Vital signs and oxygen saturation, color and temperature of skin, LOC, IV, surgical site, other tubes, comfort, position and safety.
How do you promote post-operative rest and comfort with Nausea and Vomiting?
Avoid giving pt large fluids or fluid at one time, esp after being NPO. Admin prescribe meds. Provide oral hygiene, as needed. Maintain clean environment. Avoid use of a straw. Avoid strong-smelling foods. Assess for possible allergy to meds, such as antibiotics or analgesics. Maintain bowel elimination.
How do you promote post-operative rest and comfort with Thirst?
Offer sips of water or ice chips when NPO (if permitted). Maintain oral hygiene.
How do you promote post-operative rest and comfort with hiccups?
Have the patient do the following: take several shallows of water while holding the breathe (if not NPO), rebreathe into a paper bag, eat a teaspoon of granulated sugar.

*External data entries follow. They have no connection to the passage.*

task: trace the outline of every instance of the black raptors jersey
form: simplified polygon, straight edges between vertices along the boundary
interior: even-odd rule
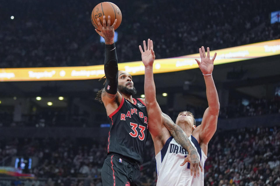
[[[107,153],[116,153],[143,161],[143,151],[148,135],[148,114],[140,99],[131,103],[123,97],[120,106],[108,116],[111,128]]]

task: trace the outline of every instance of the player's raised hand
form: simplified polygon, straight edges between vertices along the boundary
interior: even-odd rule
[[[200,168],[202,172],[203,171],[201,164],[200,164],[200,161],[197,156],[196,150],[194,147],[193,147],[193,149],[191,150],[190,153],[189,153],[187,157],[184,160],[184,162],[180,165],[183,166],[187,162],[189,162],[190,164],[190,175],[192,176],[192,173],[193,173],[194,176],[195,178],[196,176],[196,172],[197,172],[197,176],[199,176],[200,175],[199,169]]]
[[[139,49],[141,52],[142,61],[145,67],[153,66],[155,58],[155,52],[153,50],[153,41],[149,39],[148,39],[148,46],[146,45],[146,42],[145,40],[143,41],[143,47],[144,48],[144,51],[141,45],[139,45]]]
[[[108,16],[108,22],[106,24],[106,16],[103,16],[103,26],[101,24],[99,18],[97,19],[97,24],[100,31],[95,29],[95,31],[99,35],[104,38],[105,40],[105,44],[110,44],[114,43],[114,36],[115,35],[115,30],[114,27],[117,23],[117,19],[115,21],[112,26],[110,26],[111,24],[111,19],[110,16]]]
[[[217,53],[215,53],[213,58],[210,59],[210,52],[209,47],[207,47],[207,56],[205,53],[205,50],[204,46],[199,48],[199,54],[200,56],[201,62],[196,59],[195,60],[198,65],[198,67],[204,75],[210,74],[213,71],[214,68],[214,60],[215,60]]]

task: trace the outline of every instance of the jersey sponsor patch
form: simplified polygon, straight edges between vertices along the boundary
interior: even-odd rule
[[[142,104],[142,103],[137,103],[137,105],[138,105],[138,106],[139,106],[139,107],[145,107],[145,106],[143,105]]]

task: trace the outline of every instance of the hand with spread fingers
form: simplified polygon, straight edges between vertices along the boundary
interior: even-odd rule
[[[212,59],[210,59],[210,51],[209,47],[207,47],[207,56],[205,53],[205,50],[204,46],[199,48],[199,54],[200,56],[201,62],[196,59],[198,67],[202,74],[204,75],[211,74],[214,68],[214,60],[215,60],[217,53],[213,56]]]
[[[139,49],[141,52],[142,61],[145,67],[148,66],[153,66],[153,64],[155,58],[155,52],[153,50],[153,41],[148,39],[148,47],[146,45],[146,42],[143,41],[143,47],[144,51],[142,49],[141,45],[139,45]]]
[[[112,26],[110,26],[111,24],[111,19],[110,16],[108,16],[108,22],[106,23],[106,16],[103,16],[103,26],[100,23],[99,18],[97,19],[97,24],[100,31],[95,29],[95,31],[99,35],[104,38],[105,40],[105,44],[111,44],[114,43],[114,36],[115,35],[115,30],[114,27],[117,23],[117,19],[115,21]]]
[[[192,149],[192,150],[191,150],[191,151],[189,153],[189,154],[185,158],[184,161],[180,165],[183,166],[187,162],[190,163],[190,175],[192,176],[193,172],[194,177],[195,178],[196,176],[197,171],[197,176],[199,176],[200,175],[200,171],[201,171],[201,172],[202,172],[203,171],[203,169],[201,166],[201,164],[200,164],[200,161],[198,158],[199,156],[197,155],[196,150],[194,147],[193,147]]]

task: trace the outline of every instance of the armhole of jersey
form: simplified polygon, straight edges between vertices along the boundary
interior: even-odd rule
[[[191,136],[192,138],[192,143],[193,143],[195,145],[195,146],[196,148],[196,149],[197,150],[197,152],[199,154],[199,156],[200,157],[200,160],[201,160],[201,151],[202,151],[201,150],[201,148],[200,147],[200,146],[198,143],[198,142],[197,141],[197,140],[196,140],[196,139],[195,139],[195,138],[192,135],[191,135]]]
[[[144,103],[144,102],[143,102],[143,101],[142,101],[142,100],[141,100],[141,99],[140,99],[140,98],[137,98],[137,99],[140,101],[140,102],[141,102],[141,103],[142,103],[142,104],[145,105],[145,107],[147,106],[146,106],[146,104]]]
[[[172,136],[169,137],[169,138],[166,140],[165,144],[164,144],[164,146],[163,146],[163,147],[162,147],[162,149],[160,150],[160,153],[161,154],[162,163],[162,161],[163,161],[163,158],[164,158],[164,156],[165,156],[165,154],[166,154],[167,150],[168,149],[168,147],[169,146],[169,144],[170,143],[170,142],[173,139],[173,137],[172,137]]]
[[[123,102],[125,102],[125,99],[122,96],[122,101],[120,102],[120,105],[118,107],[118,108],[117,108],[116,110],[113,112],[113,113],[109,115],[109,117],[110,118],[111,118],[114,115],[118,112],[118,111],[122,106],[123,106]]]

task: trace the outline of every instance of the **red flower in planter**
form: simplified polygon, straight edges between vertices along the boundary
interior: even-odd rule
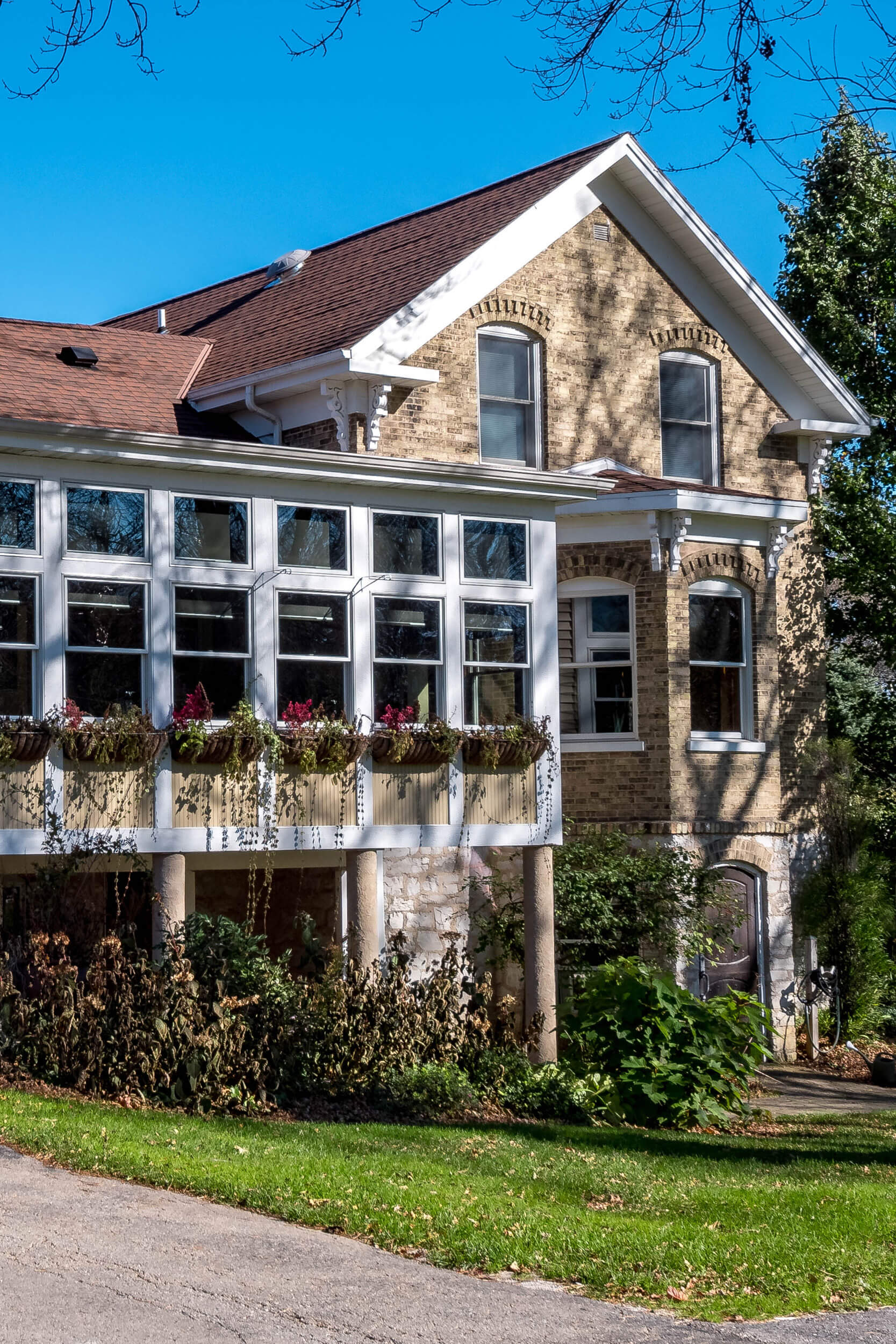
[[[181,710],[175,710],[172,719],[176,728],[185,728],[189,723],[208,723],[212,716],[214,704],[206,695],[201,681],[196,689],[187,696]]]

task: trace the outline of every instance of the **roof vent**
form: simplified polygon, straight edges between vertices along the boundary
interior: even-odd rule
[[[292,253],[283,253],[267,267],[267,284],[275,285],[281,280],[292,280],[293,276],[298,276],[309,257],[310,253],[306,247],[296,247]]]
[[[56,359],[63,364],[74,364],[75,368],[93,368],[99,362],[99,355],[90,345],[63,345]]]

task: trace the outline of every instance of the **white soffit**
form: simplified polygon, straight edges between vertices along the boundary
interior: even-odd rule
[[[371,368],[408,359],[602,203],[793,419],[868,433],[852,392],[629,134],[357,341],[352,358]]]

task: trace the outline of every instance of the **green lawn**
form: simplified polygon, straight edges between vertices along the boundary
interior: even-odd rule
[[[0,1138],[24,1152],[434,1265],[711,1320],[896,1304],[896,1113],[768,1128],[200,1120],[0,1090]]]

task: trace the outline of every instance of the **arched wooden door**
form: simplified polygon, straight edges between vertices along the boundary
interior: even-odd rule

How do you promote post-operative rest and comfort with Surgical Pain?
Assess pain frequently, admin prescribed analgesics q 2 - 4 hours or reg schedule during the first 24 - 36 hours. Reinforce preoperative teaching for pain management. Offer nonpharmacologic measures to supplement meds: massage, position changes, relaxation, guided imagery, meditation, music.
How often do you do VS post-operatively?
q 15 min for first hour, q 30 min for next 2 hours, q 1 hour next 4 hours, then every 4 hours.